Health care reform? It’s background noise at this point, as far as I’m concerned. To echo the feelings of the late, great English journalist Christopher Hitchens on the matter, as imparted to me via Reddit.com (a high-brow forum for objective debate, or something like that): Wake me up when it’s over. Yet another discussion point has fallen victim to partisan stratifying, with the dialogue inevitably devolving into two predictable pools of buzzwords. Whether it’s a Democrat bemoaning your lack of “compassion, bro,” or a Republican informing you of the steadily churning conspiracy to destroy America one unfunded mandate at a time, the only thing that seems to be perpetually absent from the discussion are opinions which are structured on anything other than stale, regurgitated talking points.
Language is a powerful force in politics. Just take a look at the sensationalized or faux-emotional names of most bills which pass through Congress (“____’s Law”; the Violence Against Women Act; the Reducing Barack Obama’s Unsustainable Deficits Act, etc.). The health care bill in question here is officially known as the Patient Protection and Affordable Care Act, but detractors and the brevity-minded prefer “Obamacare.” Both reflect political tactics that place an obvious emphasis on poking the opposition over pursuing productive aims. The formal title advertises the ambitions and supposed outcomes of the bill, while “Obamacare” tries to demonize the executive who signed it into law (and ignores the other two branches of the federal government that also approved the bill).
Meanwhile, most Democrats (and the general public, including myself) have only a superficial understanding of it. Nancy Pelosi herself said no one would know its full extent until the bill already had passed. The Republican Party, on the other hand, has yet to offer m(any) viable alternatives.
Everyone agrees that American health care is operating in a failing system, particularly as costs continue to rise disproportionately with income or general living costs. Still, deliberation between the only two parties with a substantive, national voice is glued into two immovable soundboards.
The American so-called “left” insists that this is a necessary step towards modernity, considering every European and developed Asian, African and Latin American country has some form of national health coverage. The “right” will occasionally mumble some sort of market-driven alternative, but the Republican Party’s focus is unapologetically centered on Barack Obama’s political downfall, not repairs of a broken model. The back-and-forth never changes, and gridlock sets in.

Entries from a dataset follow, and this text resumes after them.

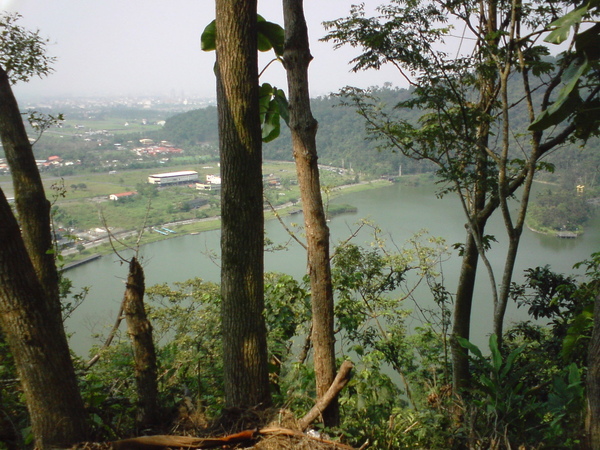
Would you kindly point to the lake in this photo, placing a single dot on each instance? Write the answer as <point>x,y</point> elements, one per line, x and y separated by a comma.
<point>400,211</point>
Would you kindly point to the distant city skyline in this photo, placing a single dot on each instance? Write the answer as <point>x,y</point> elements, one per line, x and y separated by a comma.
<point>136,48</point>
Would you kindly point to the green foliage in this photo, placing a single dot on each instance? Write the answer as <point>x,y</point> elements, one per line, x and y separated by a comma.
<point>273,106</point>
<point>272,101</point>
<point>502,407</point>
<point>22,52</point>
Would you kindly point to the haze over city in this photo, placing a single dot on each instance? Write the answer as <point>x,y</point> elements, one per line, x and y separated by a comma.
<point>114,48</point>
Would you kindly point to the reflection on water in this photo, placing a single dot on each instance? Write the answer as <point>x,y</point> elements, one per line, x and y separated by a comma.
<point>400,212</point>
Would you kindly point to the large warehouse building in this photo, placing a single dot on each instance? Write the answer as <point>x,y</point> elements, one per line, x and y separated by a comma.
<point>163,179</point>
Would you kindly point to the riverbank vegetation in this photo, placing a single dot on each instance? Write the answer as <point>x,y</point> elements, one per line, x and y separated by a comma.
<point>418,381</point>
<point>554,211</point>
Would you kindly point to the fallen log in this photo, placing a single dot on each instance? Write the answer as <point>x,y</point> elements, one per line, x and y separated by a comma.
<point>163,442</point>
<point>339,382</point>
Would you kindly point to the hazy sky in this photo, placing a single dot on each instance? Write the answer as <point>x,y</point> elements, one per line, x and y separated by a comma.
<point>138,47</point>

Absent from this debate, as with most American political discussions with wide-ranging relevance and impact, are alternative perspectives.
Rather than offer improved alternatives, conservative political elites have aligned all energy on doomy forecasts for the near future. The party which is so eager to grandstand for free markets makes little effort to assert those beliefs in the reform discussion. Expectedly, these representatives also tend to be receiving the most generous donations from “health maintenance organizations,” more familiarly known as insurance companies. HMO’s were federally mandated upon businesses with 25 or more employees in 1973, and costs began to swell soon after.
On this, along with other consumer-empowering market-based options, both sides are largely silent. Last year, Maine enacted a statewide health care reform stressing limited intervention, market forces and consumer choice. This opens up bigger questions of why the Republican Party is so reluctant to stress a deregulation of the health insurance market — the answer is in the wallets of campaign contributors, particularly HMOs.